Fitting the density substructure of the stellar halo with MilkyWay@home

TL;DR

This paper introduces a method to analyze the stellar density substructures in the Milky Way halo using SDSS data, successfully identifying and characterizing major streams and overdensities, with implications for the galaxy's dark matter halo shape.

Contribution

The paper presents a novel statistical photometric parallax method applied to SDSS data, enabling detailed modeling of halo substructures with a twenty-parameter fit on MilkyWay@home.

Findings

Identified three major halo substructures, including the Sagittarius stream and Virgo Overdensity.

Measured the widths of these streams, revealing a very wide trailing tail.

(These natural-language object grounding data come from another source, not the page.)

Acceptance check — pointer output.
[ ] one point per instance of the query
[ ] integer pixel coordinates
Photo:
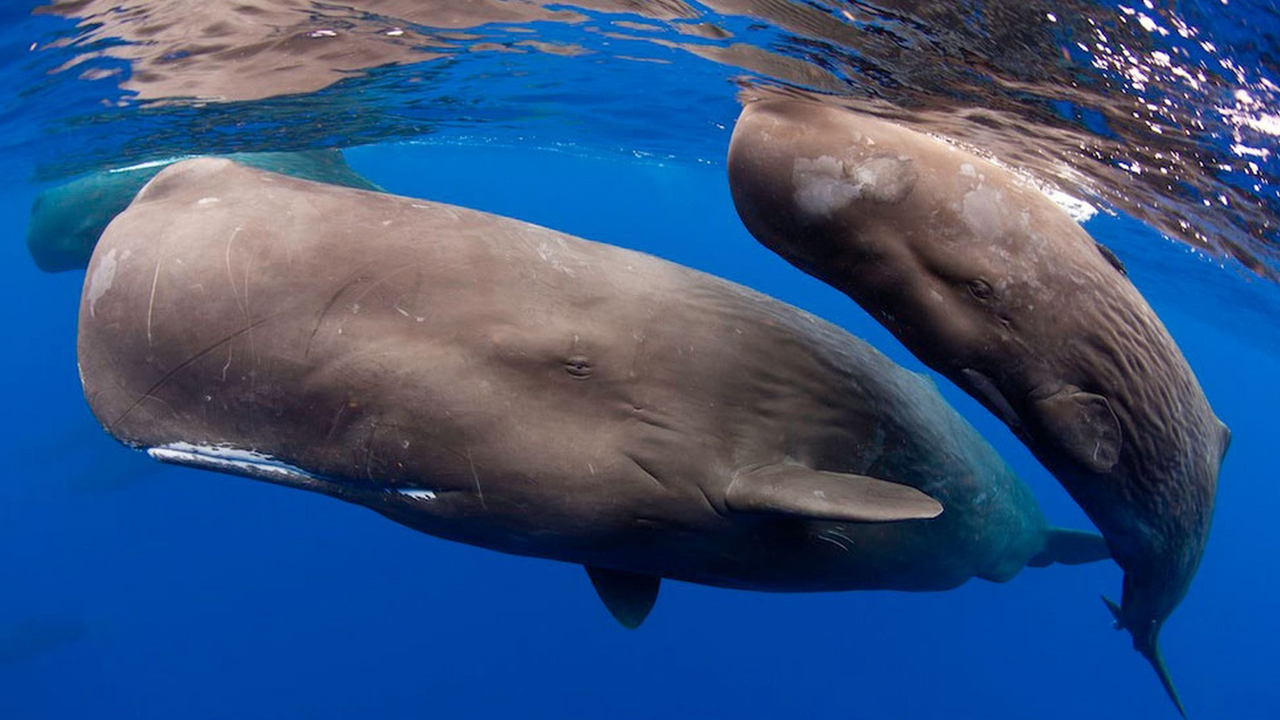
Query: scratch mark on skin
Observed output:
(837, 538)
(333, 425)
(645, 470)
(231, 276)
(476, 478)
(832, 541)
(333, 300)
(177, 368)
(151, 304)
(228, 365)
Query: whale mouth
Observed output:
(261, 466)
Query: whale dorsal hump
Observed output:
(1083, 425)
(627, 596)
(804, 492)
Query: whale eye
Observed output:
(981, 288)
(577, 367)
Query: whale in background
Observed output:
(67, 220)
(28, 637)
(498, 383)
(992, 285)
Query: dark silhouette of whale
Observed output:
(992, 285)
(65, 220)
(502, 384)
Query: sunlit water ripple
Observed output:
(1166, 112)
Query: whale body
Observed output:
(498, 383)
(67, 220)
(992, 285)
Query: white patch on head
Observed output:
(101, 281)
(224, 459)
(826, 185)
(821, 186)
(551, 254)
(982, 213)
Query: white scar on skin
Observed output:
(101, 281)
(417, 493)
(225, 459)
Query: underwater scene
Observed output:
(640, 359)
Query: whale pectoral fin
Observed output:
(1084, 427)
(627, 596)
(1070, 547)
(795, 490)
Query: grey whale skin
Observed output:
(507, 386)
(997, 288)
(65, 220)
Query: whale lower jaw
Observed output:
(260, 466)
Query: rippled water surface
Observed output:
(144, 592)
(1168, 112)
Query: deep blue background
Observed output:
(211, 597)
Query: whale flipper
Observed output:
(627, 596)
(1070, 547)
(795, 490)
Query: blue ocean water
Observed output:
(142, 591)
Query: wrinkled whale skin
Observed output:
(992, 285)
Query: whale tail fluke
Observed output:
(1150, 648)
(1070, 547)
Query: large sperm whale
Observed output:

Results suggest potential implications for the shape of the Milky Way's dark matter halo.

Abstract

We propose and test a method for applying statistical photometric parallax to main sequence turn off (MSTO) stars in the Sloan Digital Sky Survey (SDSS). Using simulated data, we show that if our density model is similar to the actual density distribution of our data, we can reliably determine the density model parameters of three major substructures in the Milky Way halo using the computational resources available on MilkyWay@home (a twenty parameter fit). We fit the stellar density in SDSS stripe 19 with a smooth stellar spheroid component and three major streams. One of these streams is consistent with the Sagittarius tidal stream at $21.1$ kpc away, one is consistent with the trailing tail of the Sagittarius tidal stream in the north Galactic cap at $48$ kpc away, and one is possibly part of the Virgo Overdensity at $6$ kpc away. We find the one sigma widths of these three streams to be $1.0$ kpc, $17.6$ kpc, and $6.1$ kpc, respectively. The width of the trailing tail is extremely wide ($41$ kpc full width at half maximum). This large width could have implications for the shape of the Milky Way dark matter halo. The width of the Virgo Overdensity-like structure is consistent with what we might expect for a "cloud"-like structure; analysis of additional stripes of data are needed to outline the full extent of this structure and confirm its association with the Virgo Overdensity.